Due figure straordinarie, non solo per il genio artistico ma anche per essersi saputi affrancare dalla loro stessa provenienza categoriale ed essersi aperti alla visione urbanistica, incidendo profondamente in epoca barocca sulla fisionomia di Roma. Ricorda D’Orazio, citando Jean Rousset, come e quanto Bernini e Borromini rappresentino un paradigma perfezionato di analisi della Capitale e autentica chiave di lettura dell’epoca barocca. Arte della dissimulazione, del mostrare qualcosa per ciò che quella cosa non è, montagne di cartapesta, allegorie, metafore, visioni, che occludono il senso del reale, spalancando le porte di un meraviglioso sovrabbondante ed effimero. Un gioco che entrambi gli artisti praticano, con sguardo lucido, avendo ben compreso lo spirito dei tempi e soprattutto dei committenti. L’inizio del libro è una fine, anzi, due fini.

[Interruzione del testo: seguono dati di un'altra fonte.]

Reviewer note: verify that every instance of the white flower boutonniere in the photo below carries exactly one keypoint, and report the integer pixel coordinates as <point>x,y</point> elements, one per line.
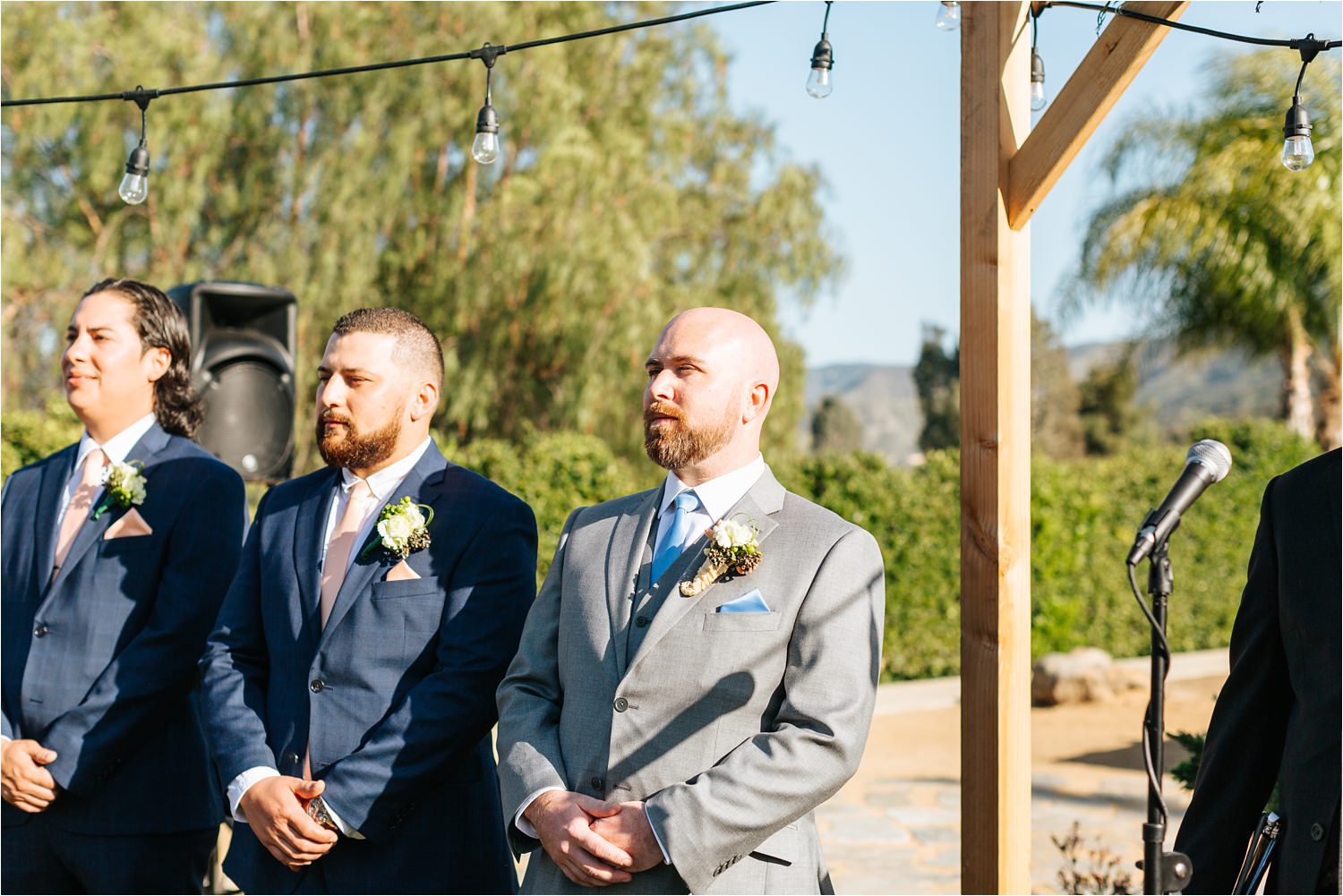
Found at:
<point>732,546</point>
<point>402,528</point>
<point>125,487</point>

 Due notti, barocche, le notti oscure del termine delle esistenze dei due artisti, tanto intimamente diverse da rappresentare la perfezionata ipostatizzazione simbolica della diversità tra i due; tanto inquieta, tormentata, intima la morte di Borromini, quanto lucente, solenne, circondata da affetto e sfarzo quella di Bernini. L’autore ripercorre i dati biografici dei due artisti e le “due strade verso Roma” che condussero lo svizzero e il napoletano nella Città eterna, autentico magnete della grandezza. E se fino al secondo capitolo c’è una sorta di comparazione sinottica avvinta nelle stesse carni del tessuto narrativo, nei successivi capitoli ci si focalizza in maniera autonoma sui due: gli esordi romani del Bernini, tra il marmo e la luce, e il silenzio dei dettagli di un Borromini nel cuore dei cantieri di San Pietro e di Sant’Andrea della Valle. Seguendo le biografie, i pensieri, l’intimità, le vicende e le umane rivalità di Bernini e di Borromini ci specchiamo nella vita stessa di Roma, in ogni angolo raggiunto dallo sguardo potente dei due. Quegli stessi angoli che da abitanti annoiati, annoiati in quanto abituati, non consideriamo più con la dovuta attenzione e che ci facciamo sfuggire sulla pelle e negli occhi, come lacrime di pioggia. E Bernini e Borromini, come un uroboro alchemico, prima divisi, poi riuniti, prima amici poi rivali, tornano narrati assieme nel Baldacchino di San Pietro, “patto di forme” come viene definito nel testo. Il volume di D’Orazio diventa una guida alla città, letta attraverso la lente profonda di due esistenze straordinarie che col loro genio, più che con la loro rivalità, hanno cesellato e scolpito e creato ciò che popoliamo, ogni giorno.